Exercise 3. Create three implementations of a simple accumulator (stores and sums numbers): (1) a function using a global variable, (2) a closure with nonlocal, and (3) a class with add(n) and total() methods. Compare the three approaches and explain why the class version is most maintainable.

Solution to Exercise 3
# 1. Global variable (worst)
_total = 0
def add_global(n):
    global _total
    _total += n
def get_total():
    return _total

# 2. Closure (better)
def make_accumulator():
    total = 0
    def add(n):
        nonlocal total
        total += n
        return total
    return add

acc = make_accumulator()
print(acc(10))  # 10
print(acc(20))  # 30

# 3. Class (best)
class Accumulator:
    def __init__(self):
        self._total = 0

    def add(self, n):
        self._total += n
        return self._total

    def total(self):
        return self._total

a = Accumulator()
print(a.add(10))  # 10
print(a.add(20))  # 30
print(a.total())  # 30
# Class: inspectable, testable, extensible, multiple instances

Exercise 4. Using the function object structure shown in the "Free Variables" section, inspect a closure's internals. Create a closure make_adder(n) that returns a function adding n to its argument. Then print __code__.co_freevars, __closure__[0].cell_contents, and __code__.co_varnames on the returned function. Explain what each reveals.

Solution to Exercise 4
def make_adder(n):
    def add(x):
        return x + n
    return add

add5 = make_adder(5)

print(add5.__code__.co_freevars)          # ('n',)
print(add5.__closure__[0].cell_contents)  # 5
print(add5.__code__.co_varnames)          # ('x',)

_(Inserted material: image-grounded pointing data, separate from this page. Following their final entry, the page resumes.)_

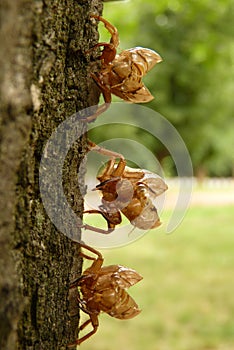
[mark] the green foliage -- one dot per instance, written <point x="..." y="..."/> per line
<point x="186" y="295"/>
<point x="193" y="86"/>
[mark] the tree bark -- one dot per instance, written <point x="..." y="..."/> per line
<point x="44" y="78"/>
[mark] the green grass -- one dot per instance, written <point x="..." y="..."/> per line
<point x="187" y="294"/>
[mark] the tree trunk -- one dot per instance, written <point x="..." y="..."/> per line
<point x="44" y="78"/>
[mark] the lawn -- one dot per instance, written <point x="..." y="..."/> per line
<point x="187" y="294"/>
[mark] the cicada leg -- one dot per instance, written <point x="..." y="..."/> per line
<point x="93" y="319"/>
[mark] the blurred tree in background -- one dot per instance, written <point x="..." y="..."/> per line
<point x="193" y="86"/>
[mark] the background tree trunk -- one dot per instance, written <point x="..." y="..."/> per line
<point x="44" y="78"/>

# co_freevars: names of variables captured from the enclosing scope.
#   Here 'n' is free — used inside add() but defined in make_adder().
#
# __closure__[0].cell_contents: the actual value captured for 'n'.
#   This is how the closure retains state after make_adder() returns.
#
# co_varnames: names of local variables (parameters + locals).
#   Here 'x' is the parameter of add().
#
# Together these map to LEGB:
#   L = co_varnames (locals)
#   E = co_freevars + __closure__ (enclosing)
#   G = __globals__ (module-level)

Exercise 5. A colleague writes the following closure-based "counter" that returns three functions. Explain why this design becomes awkward as requirements grow, and refactor it into a class. Add a reset() method and a history attribute that tracks all values — features that would be painful to add to the closure version.

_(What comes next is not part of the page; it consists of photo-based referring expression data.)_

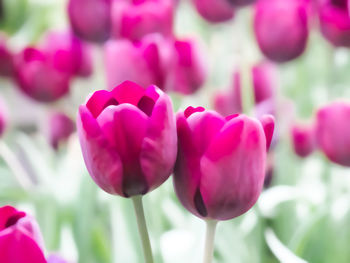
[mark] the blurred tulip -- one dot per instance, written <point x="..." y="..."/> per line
<point x="303" y="139"/>
<point x="90" y="19"/>
<point x="189" y="70"/>
<point x="214" y="11"/>
<point x="220" y="168"/>
<point x="286" y="39"/>
<point x="333" y="132"/>
<point x="133" y="19"/>
<point x="37" y="77"/>
<point x="20" y="238"/>
<point x="240" y="3"/>
<point x="144" y="63"/>
<point x="6" y="60"/>
<point x="68" y="53"/>
<point x="128" y="138"/>
<point x="335" y="22"/>
<point x="60" y="127"/>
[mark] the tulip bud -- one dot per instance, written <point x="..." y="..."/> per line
<point x="37" y="77"/>
<point x="287" y="39"/>
<point x="20" y="238"/>
<point x="303" y="139"/>
<point x="137" y="18"/>
<point x="60" y="127"/>
<point x="90" y="19"/>
<point x="144" y="62"/>
<point x="189" y="70"/>
<point x="220" y="168"/>
<point x="335" y="22"/>
<point x="333" y="132"/>
<point x="128" y="138"/>
<point x="214" y="11"/>
<point x="68" y="54"/>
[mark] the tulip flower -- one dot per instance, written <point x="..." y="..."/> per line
<point x="37" y="77"/>
<point x="20" y="238"/>
<point x="68" y="53"/>
<point x="144" y="62"/>
<point x="60" y="127"/>
<point x="303" y="139"/>
<point x="333" y="132"/>
<point x="6" y="60"/>
<point x="287" y="39"/>
<point x="189" y="70"/>
<point x="214" y="11"/>
<point x="335" y="22"/>
<point x="136" y="18"/>
<point x="90" y="19"/>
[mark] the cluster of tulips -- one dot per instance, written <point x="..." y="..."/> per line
<point x="131" y="139"/>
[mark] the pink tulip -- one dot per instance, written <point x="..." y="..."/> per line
<point x="68" y="54"/>
<point x="335" y="22"/>
<point x="6" y="60"/>
<point x="286" y="39"/>
<point x="90" y="19"/>
<point x="189" y="70"/>
<point x="144" y="62"/>
<point x="303" y="139"/>
<point x="128" y="138"/>
<point x="20" y="239"/>
<point x="133" y="19"/>
<point x="214" y="11"/>
<point x="60" y="127"/>
<point x="220" y="168"/>
<point x="37" y="77"/>
<point x="333" y="132"/>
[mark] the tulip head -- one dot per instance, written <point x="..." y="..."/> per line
<point x="220" y="168"/>
<point x="287" y="39"/>
<point x="137" y="18"/>
<point x="214" y="11"/>
<point x="333" y="132"/>
<point x="128" y="138"/>
<point x="37" y="77"/>
<point x="20" y="238"/>
<point x="335" y="22"/>
<point x="90" y="19"/>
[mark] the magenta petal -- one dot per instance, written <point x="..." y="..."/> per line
<point x="102" y="160"/>
<point x="125" y="127"/>
<point x="16" y="246"/>
<point x="268" y="123"/>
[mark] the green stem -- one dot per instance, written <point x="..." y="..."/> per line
<point x="141" y="223"/>
<point x="209" y="241"/>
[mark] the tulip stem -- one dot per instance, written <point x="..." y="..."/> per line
<point x="141" y="222"/>
<point x="209" y="241"/>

python def make_counter(start=0): count = [start] # mutable container to work around nonlocal def increment(): count[0] += 1 return count[0] def decrement(): count[0] -= 1 return count[0] def value(): return count[0] return increment, decrement, value

Solution to Exercise 5

The closure returns three separate functions sharing a mutable list. This works but is fragile:

  • Adding reset() requires returning a fourth function.
  • Adding history requires sharing another mutable container across all functions.
  • The caller must unpack and track three (or more) unrelated variables: inc, dec, val = make_counter().
  • There is no isinstance() check, no repr, and no way to inspect state cleanly.

Refactored as a class:

class Counter:
    def __init__(self, start=0):
        self._count = start
        self.history = [start]

    def increment(self):
        self._count += 1
        self.history.append(self._count)
        return self._count

    def decrement(self):
        self._count -= 1
        self.history.append(self._count)
        return self._count

    def value(self):
        return self._count

    def reset(self):
        self._count = 0
        self.history.append(0)

    def __repr__(self):
        return f"Counter({self._count})"

c = Counter()
c.increment()
c.increment()
c.decrement()
print(c)           # Counter(1)
print(c.history)   # [0, 1, 2, 1]
c.reset()
print(c.history)   # [0, 1, 2, 1, 0]

The class version is a single object with a clear API, inspectable state, and easy extensibility. This is the moment when closures stop scaling and classes become the right tool.